Peu d'assassinats, par ailleurs : outre celui de John Lennon, abattu comme on le sait par Mark Chapman le 8 décembre 1980 devant l'immeuble Dakota, seuls celui de Rusty Day, chanteur de Cactus abîmé après la séparation du groupe dans de périlleux deals de drogue à Orlando, Florida, qui tomba sous les balles d'un obscur truand local, celui du producteur et bassiste de Mountain, Felix Pappalardi, criblé de balles par sa copine le 17 avril 1983 et celui du guitariste prodige de Pantera, Dimebag Darrell, abattu en plein concert le 8 décembre 2004 par un déséquilibré au Alrosa Villa (Columbus), sont, sauf erreur, à porter au noir tableau des meurtres de rock stars...
Quant aux morts devenues douteusement mythiques, comme le célèbre "étouffement par ses propres vomissures" qui concerna l'infortuné brelan d'as Jimi Hendrix (le 18 Septembre 1970), Bon Scott, regretté chanteur d'AC/DC retrouvé sans vie le 19 février 1980 dans la voiture d'un pote après une ultime biture et, quelques mois plus tard, le 25 septembre 1980, John Bonham, batteur, doit-on préciser, de Led Zeppelin, qui enfila les vodkas orange - une quarantaine dit la légende - et mourut dans la nuit, dans la maison du guitariste Jimmy Page...
Ensuite, les overdoses, d'héroïne essentiellement, plus rarement de médicaments : en reste-t-il pour ignorer que Jim Morrison finit au fond d'une baignoire au 17 rue Beautreillis, le 3 juillet 1971 et Janis Joplin dans un hôtel hollywoodien le 4 octobre 1970 ? Le Blues Brother John Belushi fut, lui, retrouvé mort dans le bungalow 2 de l'infâme Chateau Marmont hotel ; le maître de la Les Paul incendiaire Mike Bloomfield, overdosé dans sa voiture ; Tommy Bolin, de Deep Purple, chez lui par sa compagne ; Keith Moon périt d'une surdose - involontaire - de médicaments à Curzon Place, dans Mayfair ; notre touchant folkeux Gram Parsons prit le fix de trop sans se douter de la délirante équipée qui s'ensuivrait ; Tim Buckley, au terme d'une engueulade avec son pote Richard Keeling, fit le bravache et quadrupla ses doses d'héroïne ; Hillel Slovak des Red Hot Chili Peppers fit pareil avec moins, comme Johnny Thunders des New York Dolls, Sid Vicious des Sex Pistols, Danny Whitten des Crazy Horse - dont Neil Young ne se remit jamais tout à fait de la mort - Pete Farndon des Pretenders, retrouvé mort dans sa baignoire, shooté de barbituriques, Steve Clark de Def Leppard victime d'une surdose accidentelle de médicaments et tellement d'autres...

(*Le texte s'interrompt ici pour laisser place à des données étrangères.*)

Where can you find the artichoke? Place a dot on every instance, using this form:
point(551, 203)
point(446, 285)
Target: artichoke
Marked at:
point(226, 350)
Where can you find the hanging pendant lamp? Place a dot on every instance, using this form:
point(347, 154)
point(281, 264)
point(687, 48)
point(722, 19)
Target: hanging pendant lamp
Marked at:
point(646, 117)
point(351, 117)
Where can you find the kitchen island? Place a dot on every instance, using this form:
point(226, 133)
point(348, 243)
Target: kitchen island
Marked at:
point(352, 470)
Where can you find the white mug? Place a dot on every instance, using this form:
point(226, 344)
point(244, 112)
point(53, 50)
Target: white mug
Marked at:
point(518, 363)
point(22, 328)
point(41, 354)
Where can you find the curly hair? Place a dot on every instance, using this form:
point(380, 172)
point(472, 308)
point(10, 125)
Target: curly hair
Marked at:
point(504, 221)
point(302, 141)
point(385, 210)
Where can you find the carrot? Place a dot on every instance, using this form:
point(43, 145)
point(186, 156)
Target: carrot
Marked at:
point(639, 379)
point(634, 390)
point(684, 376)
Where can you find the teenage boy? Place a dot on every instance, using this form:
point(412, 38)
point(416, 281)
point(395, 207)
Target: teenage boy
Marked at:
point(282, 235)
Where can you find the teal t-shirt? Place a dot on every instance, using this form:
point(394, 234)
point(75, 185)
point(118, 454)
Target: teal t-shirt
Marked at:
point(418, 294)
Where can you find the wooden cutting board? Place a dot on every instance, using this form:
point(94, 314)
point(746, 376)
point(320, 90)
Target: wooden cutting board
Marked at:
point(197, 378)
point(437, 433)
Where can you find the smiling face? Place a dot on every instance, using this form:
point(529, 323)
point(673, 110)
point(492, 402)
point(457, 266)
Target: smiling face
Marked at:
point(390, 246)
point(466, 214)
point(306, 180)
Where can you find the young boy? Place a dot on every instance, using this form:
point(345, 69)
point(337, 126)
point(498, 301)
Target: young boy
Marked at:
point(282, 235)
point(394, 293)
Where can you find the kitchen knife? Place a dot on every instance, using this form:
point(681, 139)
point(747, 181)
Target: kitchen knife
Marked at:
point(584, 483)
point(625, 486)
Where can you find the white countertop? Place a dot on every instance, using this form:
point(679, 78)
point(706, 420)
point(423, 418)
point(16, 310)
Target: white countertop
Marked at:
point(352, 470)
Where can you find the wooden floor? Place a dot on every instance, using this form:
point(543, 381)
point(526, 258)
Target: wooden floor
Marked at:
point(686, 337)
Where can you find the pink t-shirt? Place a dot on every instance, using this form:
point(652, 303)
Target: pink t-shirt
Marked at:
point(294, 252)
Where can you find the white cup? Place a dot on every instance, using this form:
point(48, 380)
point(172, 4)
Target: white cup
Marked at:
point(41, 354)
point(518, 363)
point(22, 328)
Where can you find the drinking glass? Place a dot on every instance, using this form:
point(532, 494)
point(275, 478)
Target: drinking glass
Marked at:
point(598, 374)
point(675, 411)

Quant au King lui-même, disons que c'est une longue histoire, on la fera, promis... Et, sans mourir directement de surdoses, beaucoup connurent une fin sans aucun doute précipitée par des années de dope et d'excès, de Jerry Garcia à Paul Butterfield en passant par Paul Kossoff de Free, Gene Vincent, miné par cette terrible jambe, George Lowell de Little Feat, Phyl Lynott qui empila overdose non fatale, coma, pneumonie et crise cardiaque, John Panozzo de Styx, Jeffrey Lee Pierce de Gun Club, le (très) regretté Rory Gallagher, dont la greffe du foie échoua...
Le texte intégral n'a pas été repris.